Perceive What Matters: Relevance-Driven Scheduling for Multimodal Streaming Perception

In modern human-robot collaboration (HRC) applications, multiple perception modules jointly extract visual, auditory, and contextual cues to achieve comprehensive scene understanding, enabling the robot to provide appropriate assistance to human agents intelligently. While executing multiple perception modules on a frame-by-frame basis enhances perception quality in offline settings, it inevitably accumulates latency, leading to a substantial decline in system performance in streaming perception scenarios. Recent work in scene understanding, termed Relevance, has established a solid foundation for developing efficient methodologies in HRC. However, modern perception pipelines still face challenges related to information redundancy and suboptimal allocation of computational resources. Drawing inspiration from the Relevance concept and the information sparsity in HRC events, we propose a novel lightweight perception scheduling framework that efficiently leverages output from previous frames to estimate and schedule necessary perception modules in real-time based on scene context. The experimental results demonstrate that the proposed perception scheduling framework effectively reduces computational latency by up to 27.52% compared to conventional parallel perception pipelines, while also achieving a 72.73% improvement in MMPose activation recall. Additionally, the framework demonstrates high keyframe accuracy, achieving rates of up to 98%. The results validate the framework's capability to enhance real-time perception efficiency without significantly compromising accuracy. The framework shows potential as a scalable and systematic solution for multimodal streaming perception systems in HRC.
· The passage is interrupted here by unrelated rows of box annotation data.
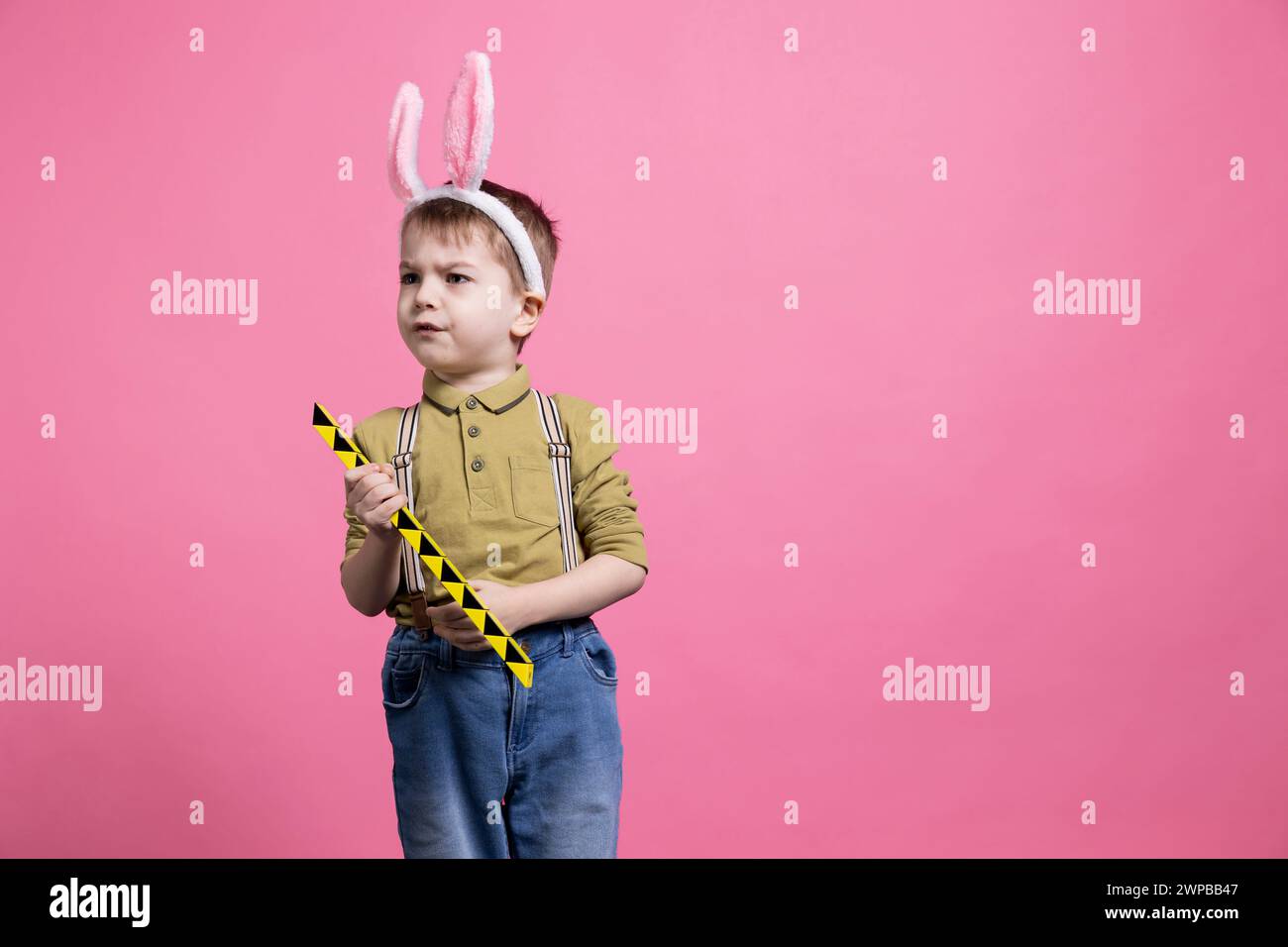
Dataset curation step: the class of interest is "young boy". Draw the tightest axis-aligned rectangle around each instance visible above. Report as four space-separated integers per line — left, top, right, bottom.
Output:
340 180 648 858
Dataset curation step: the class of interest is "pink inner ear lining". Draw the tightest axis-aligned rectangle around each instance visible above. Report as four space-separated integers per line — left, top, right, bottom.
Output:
387 82 425 200
443 51 492 191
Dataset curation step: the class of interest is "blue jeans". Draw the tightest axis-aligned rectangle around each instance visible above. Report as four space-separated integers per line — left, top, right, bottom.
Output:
381 617 622 858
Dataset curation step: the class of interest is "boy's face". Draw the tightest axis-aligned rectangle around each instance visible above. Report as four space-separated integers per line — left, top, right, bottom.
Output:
398 224 542 374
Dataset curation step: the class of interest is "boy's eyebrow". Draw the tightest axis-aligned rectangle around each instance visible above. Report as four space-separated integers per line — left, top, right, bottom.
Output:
398 261 478 269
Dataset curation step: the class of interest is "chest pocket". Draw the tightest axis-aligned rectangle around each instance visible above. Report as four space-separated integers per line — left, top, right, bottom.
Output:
510 454 559 526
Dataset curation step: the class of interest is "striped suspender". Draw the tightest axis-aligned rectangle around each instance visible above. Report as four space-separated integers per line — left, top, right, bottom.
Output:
532 388 581 573
391 388 581 630
390 398 430 630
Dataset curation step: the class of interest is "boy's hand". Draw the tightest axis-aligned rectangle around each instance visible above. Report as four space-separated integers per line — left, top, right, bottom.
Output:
430 577 531 651
344 464 406 536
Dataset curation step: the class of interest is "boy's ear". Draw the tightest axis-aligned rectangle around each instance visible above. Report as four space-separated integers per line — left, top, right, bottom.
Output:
514 291 546 335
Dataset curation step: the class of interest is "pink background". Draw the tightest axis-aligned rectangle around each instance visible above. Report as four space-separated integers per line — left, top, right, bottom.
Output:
0 0 1288 857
翻译：在现代人机协作应用中，多个感知模块协同提取视觉、听觉及上下文线索，以实现全面的场景理解，使机器人能够智能地为人类智能体提供适切协助。尽管在离线场景中逐帧执行多个感知模块可提升感知质量，但这不可避免地会累积延迟，导致流式感知场景下的系统性能显著下降。近期在场景理解领域提出的"相关性"概念，为人机协作中高效方法的发展奠定了坚实基础。然而，现代感知流程仍面临信息冗余与计算资源分配欠优的挑战。受相关性概念及人机协作事件中信息稀疏性的启发，我们提出一种新颖的轻量级感知调度框架，该框架能有效利用先前帧的输出，根据场景上下文实时估计并调度必要的感知模块。实验结果表明，与传统并行感知流程相比，所提出的感知调度框架将计算延迟有效降低了最高达27.52%，同时实现了MMPose激活召回率72.73%的提升。此外，该框架展现出较高的关键帧准确率，最高可达98%。这些结果验证了该框架能够在不过度牺牲准确性的前提下，有效提升实时感知效率。该框架有望成为人机协作中多模态流式感知系统的可扩展系统性解决方案。